The statesman’s life was shaped by many of the 20th century’s most powerful forces, from the Great Depression in his childhood to World War II combat at Guadalcanal. His marriage took him deep into the Kennedy family, which launched his work, yet limited his political career.

Shriver took on global poverty for his brother-in-law, President John F. Kennedy, and helped lead the domestic War on Poverty for President Lyndon Johnson. Many of the projects he helped launch live on — such as Head Start, Volunteers in Service to America (VISTA), Legal Services, Foster Grandparents and Upward Bound.

Those who worked with Shriver, noted former President Bill Clinton at the funeral, were left asking this question: “Could anybody be as good as he seemed to be? Come on now. … Every other man in this church feels about two inches tall right now.”

Where did Shriver’s drive come from? Son Mark Shriver stressed that his father’s motivations were never strictly political, but were rooted in the first item on the daily calendar of his life. Wherever he went, whether with family or on business, the first question he asked upon arrival was the time and location of the nearest morning Mass. The Shriver patriarch was buried with his rosary in his fingers.

“Daddy was joyful ’til the day he died and I think that joy was deeply rooted in his love affair with God,” said Mark Shriver. “Daddy loved God and God loved him right back. … Daddy let go. God was in control and, oh, what a relationship they had.”

While his Catholicism helped Shriver as an activist and volunteer, it marginalized him in some politic circles. As the years passed, son Timothy Shriver said he could see that his father’s commitments made many people uncomfortable. At times, his faith “made him an outlier. He was too public with all of that spirituality.”

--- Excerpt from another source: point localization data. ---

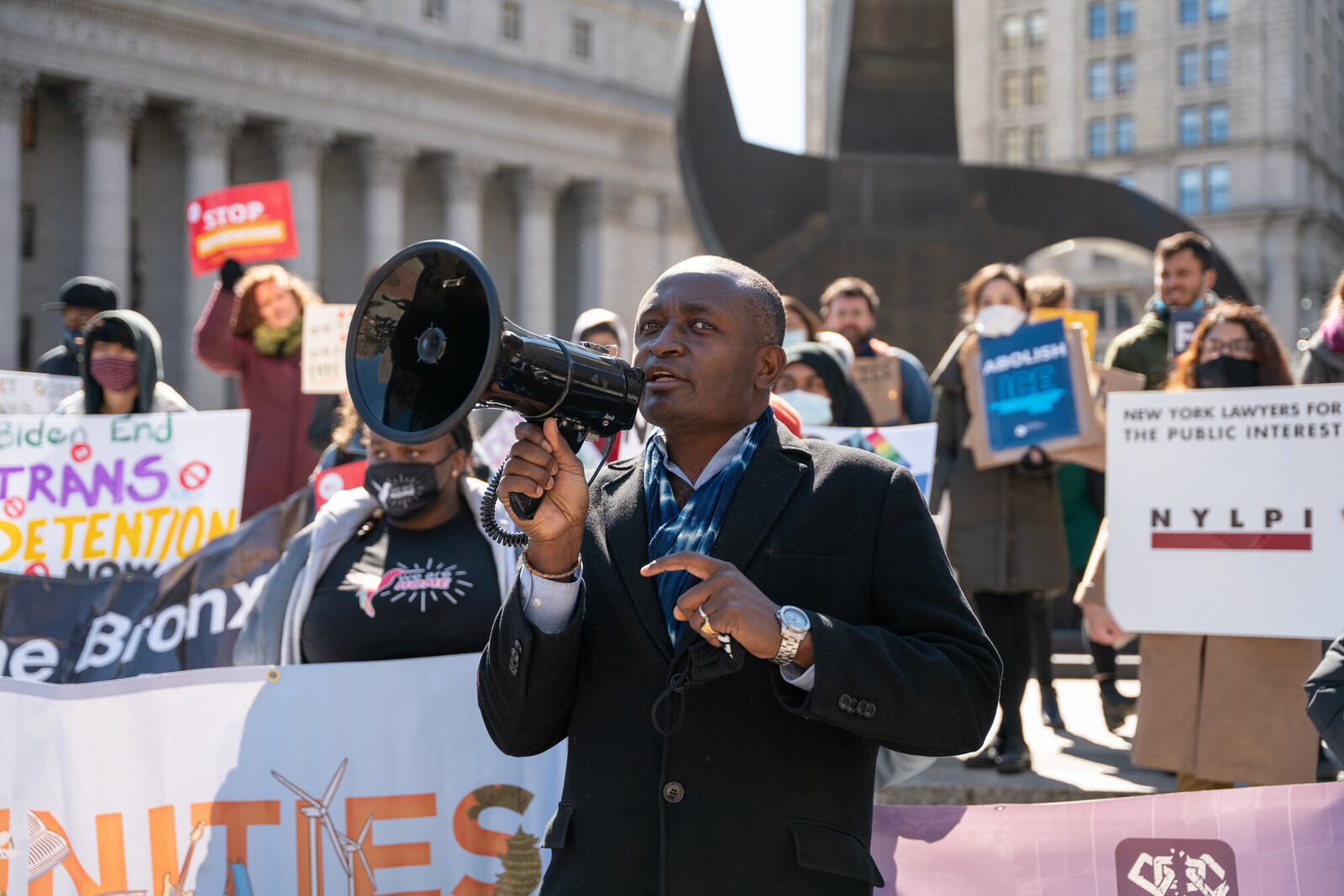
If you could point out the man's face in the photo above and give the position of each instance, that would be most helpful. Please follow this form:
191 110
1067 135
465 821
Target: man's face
1180 280
74 318
850 316
701 345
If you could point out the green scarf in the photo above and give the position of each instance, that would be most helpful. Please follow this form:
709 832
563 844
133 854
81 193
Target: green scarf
279 342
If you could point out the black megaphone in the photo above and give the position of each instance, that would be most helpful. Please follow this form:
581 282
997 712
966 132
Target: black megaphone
428 343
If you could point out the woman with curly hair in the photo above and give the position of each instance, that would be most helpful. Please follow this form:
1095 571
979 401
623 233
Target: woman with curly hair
252 328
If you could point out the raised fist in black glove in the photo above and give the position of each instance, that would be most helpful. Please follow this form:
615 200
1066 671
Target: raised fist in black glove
230 273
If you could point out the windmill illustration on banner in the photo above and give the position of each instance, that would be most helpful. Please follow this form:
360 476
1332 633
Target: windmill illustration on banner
319 815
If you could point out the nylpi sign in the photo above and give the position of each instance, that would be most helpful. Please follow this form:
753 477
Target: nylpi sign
1223 515
249 223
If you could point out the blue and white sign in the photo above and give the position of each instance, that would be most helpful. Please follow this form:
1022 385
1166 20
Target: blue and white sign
1028 389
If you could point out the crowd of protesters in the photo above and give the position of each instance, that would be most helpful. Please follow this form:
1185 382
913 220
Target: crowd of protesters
402 567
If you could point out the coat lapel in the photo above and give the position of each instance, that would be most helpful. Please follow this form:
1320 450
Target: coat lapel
627 533
765 490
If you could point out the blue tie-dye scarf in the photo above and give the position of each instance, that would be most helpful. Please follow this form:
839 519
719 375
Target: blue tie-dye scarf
696 526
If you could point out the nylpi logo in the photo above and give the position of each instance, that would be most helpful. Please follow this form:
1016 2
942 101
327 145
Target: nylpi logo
1175 868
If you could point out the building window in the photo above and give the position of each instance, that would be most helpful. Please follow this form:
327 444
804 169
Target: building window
1095 20
1187 127
1189 188
27 228
581 39
1097 78
1126 74
1038 27
1215 129
1097 137
1037 145
1216 70
1187 66
1124 134
1124 16
511 20
1218 181
1037 86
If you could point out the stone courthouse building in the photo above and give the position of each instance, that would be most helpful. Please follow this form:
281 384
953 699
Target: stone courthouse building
537 132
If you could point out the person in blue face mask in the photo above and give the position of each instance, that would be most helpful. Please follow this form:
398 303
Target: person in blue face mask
819 387
394 570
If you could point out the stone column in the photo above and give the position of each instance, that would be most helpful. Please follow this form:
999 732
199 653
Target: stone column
15 87
108 112
300 147
385 181
206 134
537 194
464 186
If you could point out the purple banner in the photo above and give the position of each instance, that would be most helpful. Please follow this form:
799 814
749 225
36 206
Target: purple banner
1250 841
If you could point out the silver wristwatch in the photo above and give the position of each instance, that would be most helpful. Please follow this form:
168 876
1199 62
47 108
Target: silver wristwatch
795 626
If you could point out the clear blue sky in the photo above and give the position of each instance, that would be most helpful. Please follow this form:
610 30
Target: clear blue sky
763 49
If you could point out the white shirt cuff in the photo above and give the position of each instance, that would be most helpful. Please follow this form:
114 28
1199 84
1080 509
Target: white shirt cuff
549 605
800 678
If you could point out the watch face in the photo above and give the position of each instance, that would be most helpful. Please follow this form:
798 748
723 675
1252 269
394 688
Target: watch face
795 618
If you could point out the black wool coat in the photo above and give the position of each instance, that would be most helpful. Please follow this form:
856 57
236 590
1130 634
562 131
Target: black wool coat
738 782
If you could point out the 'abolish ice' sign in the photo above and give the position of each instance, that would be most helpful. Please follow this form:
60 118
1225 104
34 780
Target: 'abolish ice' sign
1028 389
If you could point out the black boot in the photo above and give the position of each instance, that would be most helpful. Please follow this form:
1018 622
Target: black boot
1050 710
1115 705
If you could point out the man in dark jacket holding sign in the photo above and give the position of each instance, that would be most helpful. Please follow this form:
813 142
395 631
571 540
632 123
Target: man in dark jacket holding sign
726 627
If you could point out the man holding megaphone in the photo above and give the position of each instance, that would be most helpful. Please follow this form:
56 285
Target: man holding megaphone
727 626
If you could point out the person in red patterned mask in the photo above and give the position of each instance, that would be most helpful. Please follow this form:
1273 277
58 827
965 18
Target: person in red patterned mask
121 365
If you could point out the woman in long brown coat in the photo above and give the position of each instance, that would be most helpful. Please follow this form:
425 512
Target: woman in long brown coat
1007 535
1218 710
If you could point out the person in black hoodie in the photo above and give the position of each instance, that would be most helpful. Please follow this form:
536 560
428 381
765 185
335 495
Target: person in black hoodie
123 369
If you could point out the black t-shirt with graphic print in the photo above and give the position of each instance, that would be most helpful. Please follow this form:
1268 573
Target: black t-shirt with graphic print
398 593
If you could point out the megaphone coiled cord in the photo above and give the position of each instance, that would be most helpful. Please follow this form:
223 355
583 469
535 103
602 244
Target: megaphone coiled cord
491 499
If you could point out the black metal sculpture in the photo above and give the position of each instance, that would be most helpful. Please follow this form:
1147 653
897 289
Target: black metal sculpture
895 207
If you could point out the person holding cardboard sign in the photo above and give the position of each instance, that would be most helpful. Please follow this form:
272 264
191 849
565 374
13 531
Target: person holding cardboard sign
1007 533
252 328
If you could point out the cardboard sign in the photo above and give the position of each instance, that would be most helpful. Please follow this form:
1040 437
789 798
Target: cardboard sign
34 392
138 492
911 446
203 778
1180 328
323 352
335 479
1225 513
249 223
1089 320
878 380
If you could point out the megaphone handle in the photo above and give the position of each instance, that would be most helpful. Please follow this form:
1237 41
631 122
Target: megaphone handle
524 506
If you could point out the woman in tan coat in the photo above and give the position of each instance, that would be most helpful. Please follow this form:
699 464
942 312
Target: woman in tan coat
1216 710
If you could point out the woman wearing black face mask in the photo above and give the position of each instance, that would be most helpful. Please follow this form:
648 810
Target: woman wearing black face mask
396 569
1206 703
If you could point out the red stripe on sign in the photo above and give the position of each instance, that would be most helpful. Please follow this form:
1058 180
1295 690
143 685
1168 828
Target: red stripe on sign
1234 540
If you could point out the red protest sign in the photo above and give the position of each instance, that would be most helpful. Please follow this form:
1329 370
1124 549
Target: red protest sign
250 223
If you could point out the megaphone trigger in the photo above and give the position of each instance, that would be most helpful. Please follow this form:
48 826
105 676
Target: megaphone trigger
428 343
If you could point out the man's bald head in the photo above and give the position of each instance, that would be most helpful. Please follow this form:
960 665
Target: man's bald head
766 305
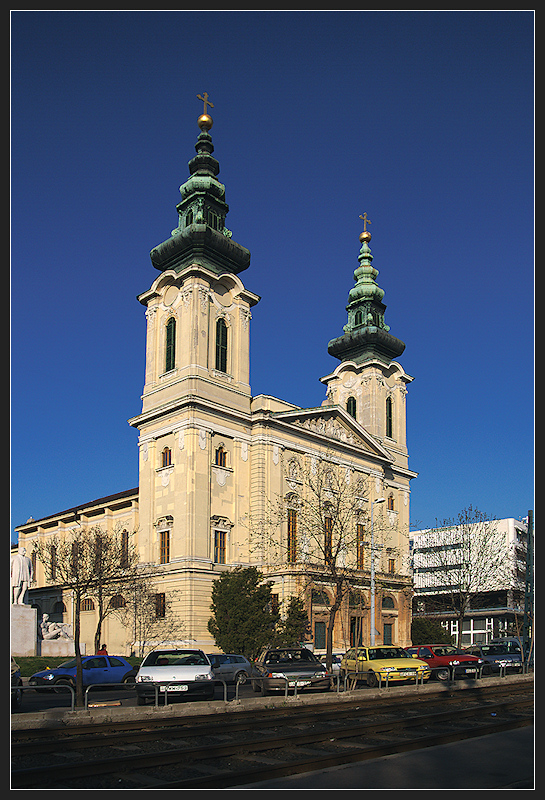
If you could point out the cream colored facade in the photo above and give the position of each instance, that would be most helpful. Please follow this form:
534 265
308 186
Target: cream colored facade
213 458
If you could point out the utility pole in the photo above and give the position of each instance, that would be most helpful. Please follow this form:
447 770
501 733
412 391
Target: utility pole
527 625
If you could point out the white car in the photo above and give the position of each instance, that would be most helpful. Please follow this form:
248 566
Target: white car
177 674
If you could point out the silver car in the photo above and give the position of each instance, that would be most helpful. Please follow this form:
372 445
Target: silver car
179 674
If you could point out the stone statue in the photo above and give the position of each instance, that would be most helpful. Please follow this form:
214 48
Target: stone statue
21 577
54 630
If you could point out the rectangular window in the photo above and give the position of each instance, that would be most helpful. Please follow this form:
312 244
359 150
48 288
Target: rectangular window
360 546
356 631
328 535
292 535
170 347
160 606
164 547
219 547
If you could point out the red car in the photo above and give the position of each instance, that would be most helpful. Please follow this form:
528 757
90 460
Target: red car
447 661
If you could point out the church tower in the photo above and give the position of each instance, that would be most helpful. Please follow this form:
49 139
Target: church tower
194 423
369 383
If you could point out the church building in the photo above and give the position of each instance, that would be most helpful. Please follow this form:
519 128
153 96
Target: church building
223 474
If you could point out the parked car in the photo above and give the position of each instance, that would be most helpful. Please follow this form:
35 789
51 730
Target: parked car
95 670
297 665
446 660
498 657
386 662
230 667
180 673
335 662
16 685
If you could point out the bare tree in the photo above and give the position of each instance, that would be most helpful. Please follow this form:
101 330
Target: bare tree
462 558
87 562
323 525
149 614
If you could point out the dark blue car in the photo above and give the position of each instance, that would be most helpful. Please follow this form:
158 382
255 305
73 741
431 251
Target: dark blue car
95 669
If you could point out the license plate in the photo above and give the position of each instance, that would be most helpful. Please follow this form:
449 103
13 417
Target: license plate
174 687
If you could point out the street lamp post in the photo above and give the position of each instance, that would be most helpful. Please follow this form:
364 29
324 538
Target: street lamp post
379 500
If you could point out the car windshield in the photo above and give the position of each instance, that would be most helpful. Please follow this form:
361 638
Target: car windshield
68 664
387 652
495 650
169 658
289 657
445 650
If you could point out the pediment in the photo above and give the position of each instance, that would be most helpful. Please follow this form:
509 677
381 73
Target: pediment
333 422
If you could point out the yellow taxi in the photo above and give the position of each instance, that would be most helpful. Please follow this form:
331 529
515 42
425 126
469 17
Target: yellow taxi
383 664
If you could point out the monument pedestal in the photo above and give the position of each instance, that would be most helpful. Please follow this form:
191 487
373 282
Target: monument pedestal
58 647
24 630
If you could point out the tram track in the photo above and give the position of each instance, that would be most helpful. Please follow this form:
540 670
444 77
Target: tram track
207 752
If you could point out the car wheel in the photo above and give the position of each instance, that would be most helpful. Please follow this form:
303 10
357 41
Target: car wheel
17 697
372 680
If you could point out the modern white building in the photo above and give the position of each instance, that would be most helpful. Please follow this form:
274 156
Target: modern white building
482 564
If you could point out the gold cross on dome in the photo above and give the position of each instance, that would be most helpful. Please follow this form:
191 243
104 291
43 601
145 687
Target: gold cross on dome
206 102
365 220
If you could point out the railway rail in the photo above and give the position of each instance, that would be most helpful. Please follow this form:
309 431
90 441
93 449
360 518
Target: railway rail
229 750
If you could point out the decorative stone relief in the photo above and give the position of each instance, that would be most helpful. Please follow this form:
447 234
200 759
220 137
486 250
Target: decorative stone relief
331 428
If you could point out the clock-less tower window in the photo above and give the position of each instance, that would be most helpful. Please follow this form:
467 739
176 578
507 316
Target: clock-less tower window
170 345
221 345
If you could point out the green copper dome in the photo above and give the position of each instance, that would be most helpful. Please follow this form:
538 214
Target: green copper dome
201 236
365 334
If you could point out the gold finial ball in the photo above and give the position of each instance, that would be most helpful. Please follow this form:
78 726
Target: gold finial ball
205 122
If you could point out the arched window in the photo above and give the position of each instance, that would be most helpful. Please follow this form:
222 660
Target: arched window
166 457
170 349
292 535
328 539
221 345
221 457
389 418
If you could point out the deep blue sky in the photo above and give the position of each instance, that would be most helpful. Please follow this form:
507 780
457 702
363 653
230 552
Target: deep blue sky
424 120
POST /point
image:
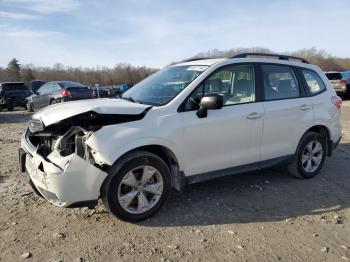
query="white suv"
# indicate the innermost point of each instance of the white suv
(190, 122)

In 1972, Shriver stepped in and became his party’s emergency choice as Sen. George McGovern’s running mate in a long-shot run race for the White House. It helped that Shriver was a political progressive and a traditional Catholic. Still, there hasn’t been another pro-life Democrat on the national ticket since Shriver.

During the 1992 Democratic National Convention, both Sargent and Eunice Shriver joined several other prominent Democrats in signing a public document that openly rejected their party’s stance on abortion.

“To establish justice and to promote the general welfare, America does not need the abortion license,” it stated. “What America needs are policies that responsibly protect and advance the interest of mothers AND their children, both before AND after birth. … We can choose to extend once again the mantle of protection to all members of the human family, including the unborn.”

Thus, Shriver’s human family included the unborn and the mentally handicapped, AIDS patients in Africa and the urban poor, abandoned children and the elderly who need medical care.

“No one can deny that his liberal Catholicism was a Christian politics: Admirable, comprehensive, and at the test, consistent,” noted Catholic writer Ross Douthat, an op-ed columnist and blogger for the New York Times.

“That test was abortion, where Shriver was one of the few Great Society liberals to remain a pro-life liberal as well. … Together with his wife, Eunice, he endured as the embodiment of a liberal road not taken on that issue. For that, as for everything he did in public life, he will be sorely missed.”